Im triying to obtain the most informative features from a textual corpus. From this well answered question I know that this task could be done as follows:
def most_informative_feature_for_class(vectorizer, classifier, classlabel, n=10):
labelid = list(classifier.classes_).index(classlabel)
feature_names = vectorizer.get_feature_names()
topn = sorted(zip(classifier.coef_[labelid], feature_names))[-n:]
for coef, feat in topn:
print classlabel, feat, coef
Then:
most_informative_feature_for_class(tfidf_vect, clf, 5)
For this classfier:
X = tfidf_vect.fit_transform(df['content'].values)
y = df['label'].values
from sklearn import cross_validation
X_train, X_test, y_train, y_test = cross_validation.train_test_split(X,
y, test_size=0.33)
clf = SVC(kernel='linear', C=1)
clf.fit(X, y)
prediction = clf.predict(X_test)
The problem is the output of most_informative_feature_for_class:
5 a_base_de_bien bastante (0, 2451) -0.210683496368
(0, 2074) 0.310556919237
(0, 5262) 0.176400451433
(0, 6373) 0.290124806858
(0, 8593) 0.290124806858
(0, 12002) 0.282832270298
(0, 15008) 0.290124806858
(0, 19207) 0.326774799211
It is not returning the label nor the words.
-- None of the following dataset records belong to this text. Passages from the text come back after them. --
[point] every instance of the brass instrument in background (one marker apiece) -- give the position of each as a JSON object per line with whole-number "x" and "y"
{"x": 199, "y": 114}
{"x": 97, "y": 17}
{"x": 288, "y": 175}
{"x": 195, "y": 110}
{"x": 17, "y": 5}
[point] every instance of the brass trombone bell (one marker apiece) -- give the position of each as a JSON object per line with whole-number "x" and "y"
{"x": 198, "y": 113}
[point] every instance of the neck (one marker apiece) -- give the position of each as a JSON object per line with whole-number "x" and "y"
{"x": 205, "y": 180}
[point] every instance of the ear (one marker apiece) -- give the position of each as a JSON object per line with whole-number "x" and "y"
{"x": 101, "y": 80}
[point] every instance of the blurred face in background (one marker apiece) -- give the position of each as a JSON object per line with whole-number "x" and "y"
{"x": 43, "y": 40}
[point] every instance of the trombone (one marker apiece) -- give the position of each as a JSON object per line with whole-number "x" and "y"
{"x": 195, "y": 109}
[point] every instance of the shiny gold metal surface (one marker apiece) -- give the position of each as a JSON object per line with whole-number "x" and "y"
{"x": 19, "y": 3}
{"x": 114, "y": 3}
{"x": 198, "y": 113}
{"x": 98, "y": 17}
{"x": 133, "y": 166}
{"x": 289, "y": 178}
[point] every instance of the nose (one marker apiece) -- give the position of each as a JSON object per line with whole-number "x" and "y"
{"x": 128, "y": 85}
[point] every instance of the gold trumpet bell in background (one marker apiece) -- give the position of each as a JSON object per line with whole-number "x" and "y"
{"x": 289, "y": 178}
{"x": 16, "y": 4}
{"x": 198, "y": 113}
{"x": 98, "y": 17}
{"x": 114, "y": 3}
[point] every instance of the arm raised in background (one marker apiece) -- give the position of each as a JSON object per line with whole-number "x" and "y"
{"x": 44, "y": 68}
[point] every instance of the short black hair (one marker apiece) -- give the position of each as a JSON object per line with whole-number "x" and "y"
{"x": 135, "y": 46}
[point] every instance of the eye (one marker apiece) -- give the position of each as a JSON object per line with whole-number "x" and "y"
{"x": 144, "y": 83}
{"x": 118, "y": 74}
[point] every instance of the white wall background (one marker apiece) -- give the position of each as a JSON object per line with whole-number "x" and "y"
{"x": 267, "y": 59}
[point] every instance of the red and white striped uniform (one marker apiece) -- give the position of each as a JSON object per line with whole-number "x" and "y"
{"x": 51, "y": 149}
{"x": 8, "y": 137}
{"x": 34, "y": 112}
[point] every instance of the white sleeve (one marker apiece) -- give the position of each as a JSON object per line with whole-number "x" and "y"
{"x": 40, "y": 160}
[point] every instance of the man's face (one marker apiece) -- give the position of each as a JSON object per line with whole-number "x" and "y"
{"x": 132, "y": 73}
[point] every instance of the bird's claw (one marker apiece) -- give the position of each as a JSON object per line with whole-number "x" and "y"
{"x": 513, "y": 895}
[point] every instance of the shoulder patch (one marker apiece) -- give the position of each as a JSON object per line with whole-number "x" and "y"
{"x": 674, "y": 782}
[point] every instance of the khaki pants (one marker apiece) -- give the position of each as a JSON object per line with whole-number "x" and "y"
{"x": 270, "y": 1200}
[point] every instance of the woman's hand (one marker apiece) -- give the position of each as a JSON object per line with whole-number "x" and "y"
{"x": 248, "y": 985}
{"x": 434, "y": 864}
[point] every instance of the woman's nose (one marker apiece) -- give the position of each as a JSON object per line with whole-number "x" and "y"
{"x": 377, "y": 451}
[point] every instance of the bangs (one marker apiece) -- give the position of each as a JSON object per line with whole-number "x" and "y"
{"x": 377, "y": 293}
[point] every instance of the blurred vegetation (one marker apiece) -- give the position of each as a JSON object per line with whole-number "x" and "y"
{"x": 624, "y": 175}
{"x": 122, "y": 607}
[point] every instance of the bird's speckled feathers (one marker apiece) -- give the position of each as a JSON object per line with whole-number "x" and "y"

Why this is happening and how can I print the words and the labels?. Do you guys this is happening since I am using pandas to read the data?. Another thing I tried is the following, form this question:
def print_top10(vectorizer, clf, class_labels):
"""Prints features with the highest coefficient values, per class"""
feature_names = vectorizer.get_feature_names()
for i, class_label in enumerate(class_labels):
top10 = np.argsort(clf.coef_[i])[-10:]
print("%s: %s" % (class_label,
" ".join(feature_names[j] for j in top10)))
print_top10(tfidf_vect,clf,y)
But I get this traceback:
Traceback (most recent call last):
File "/Users/user/PycharmProjects/TESIS_FINAL/Classification/Supervised_learning/Final/experimentos/RBF/SVM_con_rbf.py", line 237, in <module>
print_top10(tfidf_vect,clf,5)
File "/Users/user/PycharmProjects/TESIS_FINAL/Classification/Supervised_learning/Final/experimentos/RBF/SVM_con_rbf.py", line 231, in print_top10
for i, class_label in enumerate(class_labels):
TypeError: 'int' object is not iterable
Any idea of how to solve this, in order to get the features with the highest coefficient values?.